Im März 1917 empfangen Journalisten der Zeitung „Der Sonnensee“ auf dem Mars die Nachricht, die Deutschen verhungerten und der Sieg der alliierten Armeen (England, Frankreich, Russland) stünde kurz bevor. Um dieses Gerücht zu überprüfen, reisen drei Marsbewohner in einem Flugball zur Erde. Sie landen in München, fahren von dort weiter nach Berlin und besichtigen – Deutschland. Aber nicht ein verhungerndes, unter dem Krieg zerbrechendes Volk, sondern eine auf höchstem Leistungsniveau funktionierende Wirtschaft und zufriedene, satt gegessene Deutsche. Was die Marsbewohner sehen, ist eine Fiktion.

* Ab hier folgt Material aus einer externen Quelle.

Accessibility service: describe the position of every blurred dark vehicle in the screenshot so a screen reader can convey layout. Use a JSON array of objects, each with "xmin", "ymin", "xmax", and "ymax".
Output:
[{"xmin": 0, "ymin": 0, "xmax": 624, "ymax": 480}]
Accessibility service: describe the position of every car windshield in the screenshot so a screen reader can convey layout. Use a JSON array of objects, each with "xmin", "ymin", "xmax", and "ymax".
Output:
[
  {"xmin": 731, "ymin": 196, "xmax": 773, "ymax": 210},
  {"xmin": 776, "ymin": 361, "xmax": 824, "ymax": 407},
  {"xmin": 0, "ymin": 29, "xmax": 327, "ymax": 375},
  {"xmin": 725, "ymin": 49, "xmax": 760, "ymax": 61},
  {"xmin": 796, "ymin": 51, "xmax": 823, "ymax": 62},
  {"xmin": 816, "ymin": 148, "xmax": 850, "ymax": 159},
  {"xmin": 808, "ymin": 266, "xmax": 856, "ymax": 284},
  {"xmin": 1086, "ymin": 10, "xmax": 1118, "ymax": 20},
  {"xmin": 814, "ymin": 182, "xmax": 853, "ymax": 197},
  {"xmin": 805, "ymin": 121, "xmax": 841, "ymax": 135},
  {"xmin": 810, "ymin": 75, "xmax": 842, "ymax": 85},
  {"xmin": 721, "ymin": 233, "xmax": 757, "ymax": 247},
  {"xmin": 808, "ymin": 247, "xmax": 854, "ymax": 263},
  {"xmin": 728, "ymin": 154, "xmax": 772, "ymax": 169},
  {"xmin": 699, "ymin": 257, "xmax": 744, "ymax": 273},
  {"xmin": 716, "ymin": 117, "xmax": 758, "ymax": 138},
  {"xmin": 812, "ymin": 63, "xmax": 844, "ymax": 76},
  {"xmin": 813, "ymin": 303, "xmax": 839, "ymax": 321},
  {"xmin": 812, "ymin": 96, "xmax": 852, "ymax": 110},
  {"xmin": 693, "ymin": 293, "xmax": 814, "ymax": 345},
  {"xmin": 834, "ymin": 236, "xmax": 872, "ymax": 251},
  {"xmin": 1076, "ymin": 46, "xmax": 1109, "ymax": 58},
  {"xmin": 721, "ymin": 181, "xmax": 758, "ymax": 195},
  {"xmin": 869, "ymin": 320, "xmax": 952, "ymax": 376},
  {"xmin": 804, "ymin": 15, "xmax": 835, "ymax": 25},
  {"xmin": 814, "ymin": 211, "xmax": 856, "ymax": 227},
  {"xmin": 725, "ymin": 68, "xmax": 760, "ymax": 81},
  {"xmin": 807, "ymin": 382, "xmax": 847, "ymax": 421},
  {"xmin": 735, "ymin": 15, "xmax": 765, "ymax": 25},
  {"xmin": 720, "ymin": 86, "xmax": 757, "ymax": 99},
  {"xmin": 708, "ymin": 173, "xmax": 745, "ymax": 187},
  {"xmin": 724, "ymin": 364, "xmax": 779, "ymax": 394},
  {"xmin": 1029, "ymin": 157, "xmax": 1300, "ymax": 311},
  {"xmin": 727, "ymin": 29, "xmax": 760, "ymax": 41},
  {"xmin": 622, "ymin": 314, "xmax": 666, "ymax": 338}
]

Was sehen wir, wenn wir auf Deutschland im Ersten Weltkrieg schauen? Fakten? Fiktionen? Ein unentwirrbares Gemisch von beidem? Die Ausstellung „The making of …“ begibt sich auf die Spuren von Geschichten aus dieser und über diese Zeit – Geschichten, die aus politischen, wirtschaftlichen, wissenschaftlichen oder auch rein unterhaltungskulturellen Motiven entstanden. Ein Teil davon sind Stimmen und Töne: Auf Schellackplatten gebannt berichten sie über Deutschland, gleichzeitig aber auch über ferne Länder. Denn es gehörte zur deutschen Kriegsstrategie, Solidarität mit dem Islam herzustellen. Das mit dem Deutschen Reich verbündete Osmanische Reich hatte im November 1914 den Jihad, den „heiligen Krieg“ gegen dessen Gegner ausgerufen. Zur gleichen Zeit verfügte Berlin, die kriegsgefangenen französischen und englischen Kolonialsoldaten – Afrikaner und Asiaten muslimischen oder anderen nicht-christlichen Glaubens – sowie muslimische Georgier und Tataren in politischen Sonderlagern nahe Berlin zu internieren. Mit gezielter pro-islamischer Propaganda sollten die Gefangenen dort dazu bewegt werden, politisch zu den Deutschen überzulaufen und sich gegen ihre Kolonialherren aufzulehnen.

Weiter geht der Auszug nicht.